In rejecting the district court's conclusion, Judge Barry explained that the plaintiffs do not contend that SEPTA violated any term of the CBA's, although each contained a provision addressing compensation for time worked prior to the start of the morning shift. Instead, plaintiffs assert that their FLSA claims exist independently of any rights they have under the applicable CBA's. As such, Judge Barry highlighted, resolution of these claims (i.e., failure to compensate for all time worked in performing pre-trip inspections; and exclusion of pre-trip responsibilities from calculation of overtime) do not require an interpretation of the CBA's. Rather, they require "a factual determination of the amount of time [plaintiffs] are required to work prior to their scheduled start and a legal determination regarding whether this time is (1) compensable and (2) subject to the overtime provisions of the FLSA."
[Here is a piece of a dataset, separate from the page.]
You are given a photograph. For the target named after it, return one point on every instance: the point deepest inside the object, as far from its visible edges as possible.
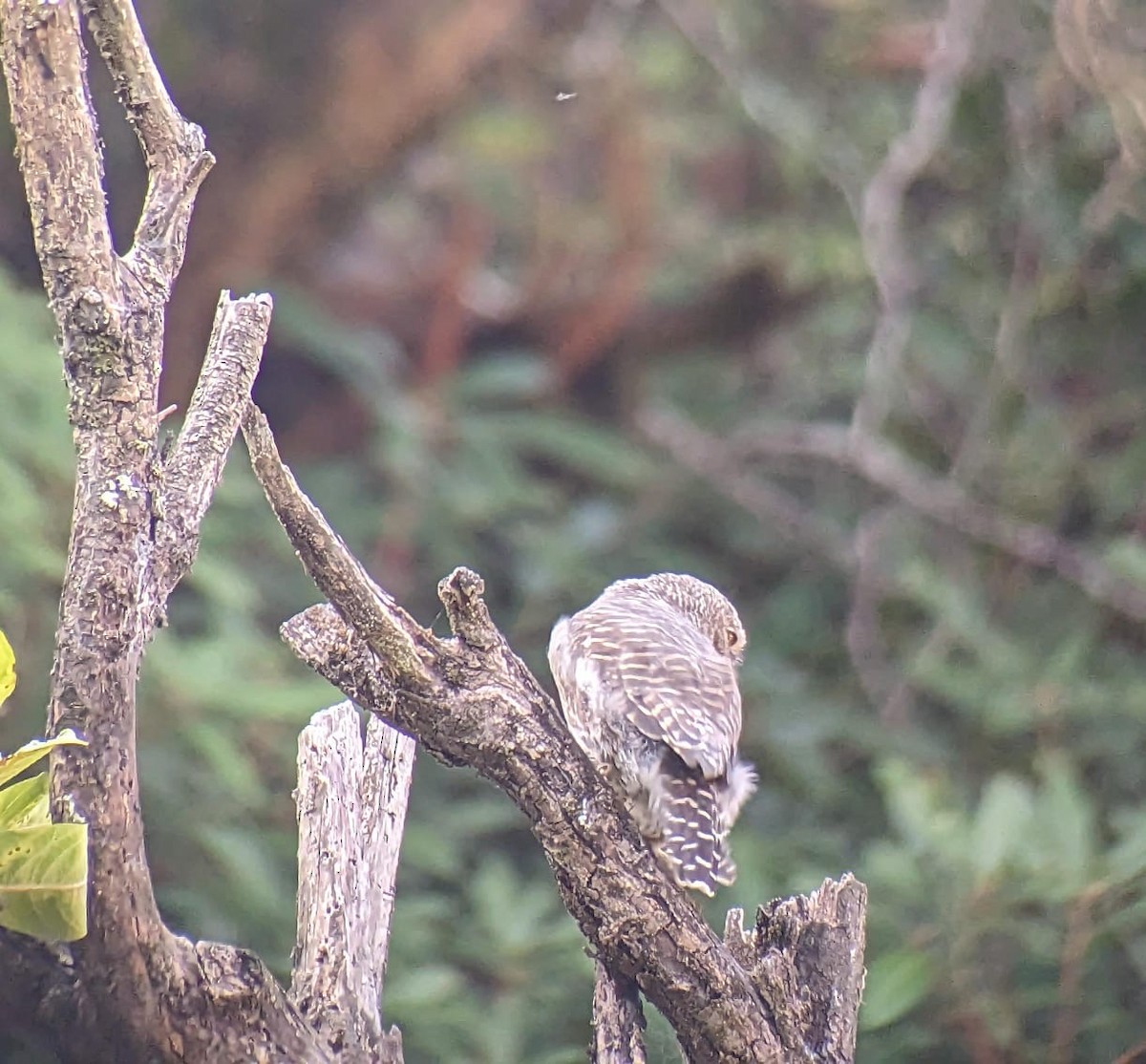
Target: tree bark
(132, 990)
Judge Barry distinguished the court's earlier ruling in Valdino v. A. Valey Engineers, 903 F.2d 253 (3rd Cir. 1990), on which the district court relied. In Valdino, the plaintiff, claiming he should have been compensated at the "journeyman" rate and not the "normal" rate under the CBA, alleged that the employer violated the FLSA by failing to pay his hours worked in excess forty per week at one and one-half times the journeyman rate. For this reason, Judge Barry noted that in contrast to the claims in this case, Valdino's FLSA claim was "tethered to the threshold question of whether or not he was entitled to the journeyman wages or normal wages under the governing CBA." In sum, the claim was derivative of his breach of contract claim and necessarily dependent on an interpretation of the CBA.